Execution Model

Lifecycle

The runtime lifecycle is:

IDLE -> PREPARING -> RUNNING -> STOPPING -> IDLE

What each state means:

IDLE: no active test is running
PREPARING: orchestrator validates startup conditions, bumps the epoch, prepares resources, and sends startup commands
RUNNING: workers execute assigned virtual users
STOPPING: orchestrator broadcasts stop commands and clears runtime state

High-level flow

flowchart LR
    CLI["CLI / UI"] --> ORCH["Orchestrator"]
    ORCH <--> REDIS["Redis"]
    REDIS <--> W1["Worker 1"]
    REDIS <--> W2["Worker 2"]
    REDIS <--> WN["Worker N"]

The orchestrator and workers do not talk to each other directly over custom sockets. Redis is the coordination layer between them.

Start-test sequence

sequenceDiagram
    participant C as CLI or UI
    participant O as Orchestrator
    participant R as Redis
    participant W as Worker

    C->>O: start_test(target_users, init_params)
    O->>R: CAS test:state IDLE -> PREPARING
    O->>R: INCR test:epoch
    O->>R: prepare resource counters and payloads
    O->>R: PUBLISH start_test to worker:<id>:commands
    O->>R: write user:<id> assignments
    O->>R: PUBLISH add_user to worker:<id>:commands
    W->>R: SUBSCRIBE worker:<id>:commands
    W->>R: heartbeat updates worker:<id>:status
    W->>R: SADD worker:<id>:active_users
    O->>R: SET test:state RUNNING

Redis protocol between orchestrator and worker

There are three main communication patterns through Redis:

command delivery through Pub/Sub
shared runtime state through keys, hashes, and sets
metrics and timeline events through Redis streams

1. Command delivery

The orchestrator sends commands to each worker through a dedicated Pub/Sub channel:

worker:<worker_id>:commands

Workers subscribe to their own channel and decode each message as a CommandEnvelope.

Current command types:

start_test
stop_test
add_user
remove_user

Command envelope fields:

type: command kind
command_id: unique command identifier
epoch: monotonic test epoch
sent_at: Unix timestamp
payload: command-specific JSON payload

Example shape:

{
  "type": "add_user",
  "command_id": "8c6b7b0e-8f39-4f28-9d2c-61b50e0a6a40",
  "epoch": 3,
  "sent_at": 1773180000,
  "payload": {
    "user_id": 42
  }
}

Why `epoch` exists

epoch protects workers from stale commands.

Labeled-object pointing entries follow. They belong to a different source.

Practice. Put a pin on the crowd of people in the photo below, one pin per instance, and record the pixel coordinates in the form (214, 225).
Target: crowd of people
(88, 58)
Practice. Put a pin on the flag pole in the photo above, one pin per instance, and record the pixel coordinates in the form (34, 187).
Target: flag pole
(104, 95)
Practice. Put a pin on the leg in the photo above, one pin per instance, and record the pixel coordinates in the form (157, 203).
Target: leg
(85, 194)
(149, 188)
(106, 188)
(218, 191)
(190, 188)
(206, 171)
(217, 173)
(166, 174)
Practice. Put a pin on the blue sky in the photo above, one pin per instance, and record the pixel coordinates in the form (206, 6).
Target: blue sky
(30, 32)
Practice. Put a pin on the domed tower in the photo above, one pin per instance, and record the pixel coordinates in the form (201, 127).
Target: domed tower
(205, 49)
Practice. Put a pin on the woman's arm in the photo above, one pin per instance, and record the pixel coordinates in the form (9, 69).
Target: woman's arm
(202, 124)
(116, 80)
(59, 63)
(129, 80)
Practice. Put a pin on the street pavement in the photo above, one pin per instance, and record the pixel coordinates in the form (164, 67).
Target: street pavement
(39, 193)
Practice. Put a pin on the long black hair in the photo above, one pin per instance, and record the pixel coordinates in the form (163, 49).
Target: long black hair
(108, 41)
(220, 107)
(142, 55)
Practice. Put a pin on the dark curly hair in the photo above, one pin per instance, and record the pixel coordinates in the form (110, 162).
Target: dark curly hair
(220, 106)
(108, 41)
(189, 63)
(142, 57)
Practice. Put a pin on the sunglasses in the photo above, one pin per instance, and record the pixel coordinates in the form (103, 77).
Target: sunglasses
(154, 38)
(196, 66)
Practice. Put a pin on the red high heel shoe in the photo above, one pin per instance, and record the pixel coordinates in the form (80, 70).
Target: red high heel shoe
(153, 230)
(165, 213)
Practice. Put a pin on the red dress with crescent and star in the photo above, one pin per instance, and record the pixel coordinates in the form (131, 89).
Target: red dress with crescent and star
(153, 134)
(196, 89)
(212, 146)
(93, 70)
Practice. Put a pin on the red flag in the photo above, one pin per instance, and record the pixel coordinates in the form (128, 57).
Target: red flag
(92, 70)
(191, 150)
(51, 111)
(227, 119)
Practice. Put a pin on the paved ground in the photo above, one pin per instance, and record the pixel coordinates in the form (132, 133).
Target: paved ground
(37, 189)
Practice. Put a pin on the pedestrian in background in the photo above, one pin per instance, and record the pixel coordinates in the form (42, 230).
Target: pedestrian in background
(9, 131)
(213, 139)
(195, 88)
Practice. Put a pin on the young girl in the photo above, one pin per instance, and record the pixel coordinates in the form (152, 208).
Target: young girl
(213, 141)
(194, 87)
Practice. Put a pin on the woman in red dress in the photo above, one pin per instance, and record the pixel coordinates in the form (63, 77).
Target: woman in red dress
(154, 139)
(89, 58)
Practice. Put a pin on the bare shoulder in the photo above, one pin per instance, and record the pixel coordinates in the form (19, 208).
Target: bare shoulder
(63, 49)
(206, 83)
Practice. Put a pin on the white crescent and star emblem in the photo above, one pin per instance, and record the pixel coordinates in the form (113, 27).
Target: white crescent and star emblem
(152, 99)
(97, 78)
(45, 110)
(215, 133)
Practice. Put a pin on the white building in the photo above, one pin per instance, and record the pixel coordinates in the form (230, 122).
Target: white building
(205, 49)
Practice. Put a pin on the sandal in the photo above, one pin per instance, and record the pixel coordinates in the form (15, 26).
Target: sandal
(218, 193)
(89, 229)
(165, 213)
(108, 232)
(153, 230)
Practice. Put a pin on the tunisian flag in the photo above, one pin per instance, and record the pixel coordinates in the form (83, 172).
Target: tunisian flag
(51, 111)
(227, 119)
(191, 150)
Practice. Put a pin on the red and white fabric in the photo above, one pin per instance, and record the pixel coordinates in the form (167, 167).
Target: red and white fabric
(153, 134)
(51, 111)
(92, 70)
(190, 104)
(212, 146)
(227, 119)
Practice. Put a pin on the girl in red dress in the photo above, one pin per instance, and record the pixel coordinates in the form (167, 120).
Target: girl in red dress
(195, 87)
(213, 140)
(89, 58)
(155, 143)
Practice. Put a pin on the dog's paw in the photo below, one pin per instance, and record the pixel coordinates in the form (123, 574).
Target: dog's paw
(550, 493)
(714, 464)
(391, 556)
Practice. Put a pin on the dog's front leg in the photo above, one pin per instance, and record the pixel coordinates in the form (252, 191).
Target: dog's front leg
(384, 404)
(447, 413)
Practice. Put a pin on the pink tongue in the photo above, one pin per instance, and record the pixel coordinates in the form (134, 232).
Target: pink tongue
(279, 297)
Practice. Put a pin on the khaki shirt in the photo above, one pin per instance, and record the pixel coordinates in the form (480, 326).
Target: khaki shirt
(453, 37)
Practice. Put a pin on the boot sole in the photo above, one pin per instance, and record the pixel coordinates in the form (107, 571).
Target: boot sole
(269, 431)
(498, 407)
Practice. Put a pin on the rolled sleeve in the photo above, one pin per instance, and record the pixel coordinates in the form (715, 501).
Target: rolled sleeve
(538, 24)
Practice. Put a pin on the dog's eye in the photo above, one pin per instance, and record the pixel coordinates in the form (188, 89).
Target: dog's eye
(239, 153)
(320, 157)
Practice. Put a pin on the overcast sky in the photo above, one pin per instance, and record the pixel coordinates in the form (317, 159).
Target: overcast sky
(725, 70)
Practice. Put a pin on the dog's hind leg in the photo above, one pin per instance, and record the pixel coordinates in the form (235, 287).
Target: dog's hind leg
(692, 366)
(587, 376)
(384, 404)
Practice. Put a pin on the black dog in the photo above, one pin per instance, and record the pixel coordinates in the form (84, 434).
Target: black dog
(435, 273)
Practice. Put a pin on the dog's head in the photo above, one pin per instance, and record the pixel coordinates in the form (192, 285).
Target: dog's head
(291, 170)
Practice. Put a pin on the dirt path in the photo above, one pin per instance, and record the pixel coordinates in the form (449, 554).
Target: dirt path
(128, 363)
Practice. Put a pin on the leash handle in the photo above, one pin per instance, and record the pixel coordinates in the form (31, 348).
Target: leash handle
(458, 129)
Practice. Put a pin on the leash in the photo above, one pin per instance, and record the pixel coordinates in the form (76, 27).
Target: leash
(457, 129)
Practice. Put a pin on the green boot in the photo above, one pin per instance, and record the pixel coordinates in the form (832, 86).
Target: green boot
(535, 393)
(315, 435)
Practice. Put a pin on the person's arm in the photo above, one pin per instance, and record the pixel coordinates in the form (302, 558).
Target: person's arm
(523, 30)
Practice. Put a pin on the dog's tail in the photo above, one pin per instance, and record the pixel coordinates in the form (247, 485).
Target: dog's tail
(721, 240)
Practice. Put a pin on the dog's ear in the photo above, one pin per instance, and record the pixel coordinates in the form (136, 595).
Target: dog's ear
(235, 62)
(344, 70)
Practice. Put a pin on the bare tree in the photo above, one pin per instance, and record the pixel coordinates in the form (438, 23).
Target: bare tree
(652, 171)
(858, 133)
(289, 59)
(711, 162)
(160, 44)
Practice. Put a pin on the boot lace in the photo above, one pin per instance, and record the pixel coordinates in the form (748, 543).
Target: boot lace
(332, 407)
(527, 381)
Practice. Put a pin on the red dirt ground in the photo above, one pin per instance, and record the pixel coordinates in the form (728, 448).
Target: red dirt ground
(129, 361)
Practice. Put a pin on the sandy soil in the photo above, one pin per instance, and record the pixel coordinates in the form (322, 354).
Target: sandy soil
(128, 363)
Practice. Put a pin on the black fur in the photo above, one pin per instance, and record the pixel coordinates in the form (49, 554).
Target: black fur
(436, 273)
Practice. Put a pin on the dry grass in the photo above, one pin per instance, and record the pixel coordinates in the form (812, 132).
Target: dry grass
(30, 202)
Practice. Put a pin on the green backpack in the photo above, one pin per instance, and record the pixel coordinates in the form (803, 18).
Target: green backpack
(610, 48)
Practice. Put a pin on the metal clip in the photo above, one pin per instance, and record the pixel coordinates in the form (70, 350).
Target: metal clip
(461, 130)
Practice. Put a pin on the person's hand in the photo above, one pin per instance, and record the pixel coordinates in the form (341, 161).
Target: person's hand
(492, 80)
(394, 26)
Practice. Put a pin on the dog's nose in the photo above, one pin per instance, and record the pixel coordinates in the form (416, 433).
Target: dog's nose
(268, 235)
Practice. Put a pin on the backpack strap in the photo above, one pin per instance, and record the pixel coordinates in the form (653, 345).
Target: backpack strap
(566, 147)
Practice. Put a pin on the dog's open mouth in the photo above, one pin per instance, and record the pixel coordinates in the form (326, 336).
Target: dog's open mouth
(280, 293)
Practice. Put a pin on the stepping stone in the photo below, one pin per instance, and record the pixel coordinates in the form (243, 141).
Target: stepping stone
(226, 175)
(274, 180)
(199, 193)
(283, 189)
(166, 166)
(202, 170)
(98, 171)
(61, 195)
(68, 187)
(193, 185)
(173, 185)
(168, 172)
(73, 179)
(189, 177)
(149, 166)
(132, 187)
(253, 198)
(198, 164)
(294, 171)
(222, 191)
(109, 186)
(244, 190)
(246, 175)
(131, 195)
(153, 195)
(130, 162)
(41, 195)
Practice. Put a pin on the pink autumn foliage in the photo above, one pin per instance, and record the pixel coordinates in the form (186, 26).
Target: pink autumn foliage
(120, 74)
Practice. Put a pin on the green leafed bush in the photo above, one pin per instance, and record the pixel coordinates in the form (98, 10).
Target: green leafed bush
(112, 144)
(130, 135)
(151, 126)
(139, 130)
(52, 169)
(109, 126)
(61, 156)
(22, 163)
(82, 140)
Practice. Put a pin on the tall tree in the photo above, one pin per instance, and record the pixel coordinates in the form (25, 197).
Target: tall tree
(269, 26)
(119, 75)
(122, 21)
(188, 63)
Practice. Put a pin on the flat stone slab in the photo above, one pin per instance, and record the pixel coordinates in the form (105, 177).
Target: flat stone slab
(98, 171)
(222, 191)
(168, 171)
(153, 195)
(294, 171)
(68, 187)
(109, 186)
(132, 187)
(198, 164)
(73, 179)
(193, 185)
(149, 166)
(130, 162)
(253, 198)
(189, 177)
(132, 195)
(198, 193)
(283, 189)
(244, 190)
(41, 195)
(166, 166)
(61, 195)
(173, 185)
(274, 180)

If a worker already moved to a newer test epoch, it ignores older start_test, add_user, remove_user, and stop_test messages. This prevents delayed Pub/Sub messages from a previous run from corrupting the current run.

2. Shared state in Redis

The orchestrator and workers also coordinate through stored Redis data.

Important keys:

test:state: current lifecycle state
test:epoch: current test epoch
workers: set of registered workers
users: set of assigned users
resources: hash of declared resource counters

Worker-specific keys:

worker:<worker_id>:status: heartbeat and health hash
worker:<worker_id>:users: assigned users set
worker:<worker_id>:active_users: currently running VUs set

User-specific keys:

user:<user_id>: assigned worker, status, and update timestamp

Resource-specific keys:

resource:<name>:available: available resource ids set
resource:<name>:pool_loaded_count: local pool sync watermark
resource:<name>:<resource_id>: resource payload

Worker heartbeat protocol

Workers periodically publish their health into:

worker:<worker_id>:status

This hash includes:

status
last_heartbeat
cpu_percent
rss_bytes
memory_percent
total_ram_bytes

The orchestrator uses this data to determine which workers are alive and eligible for orchestration decisions.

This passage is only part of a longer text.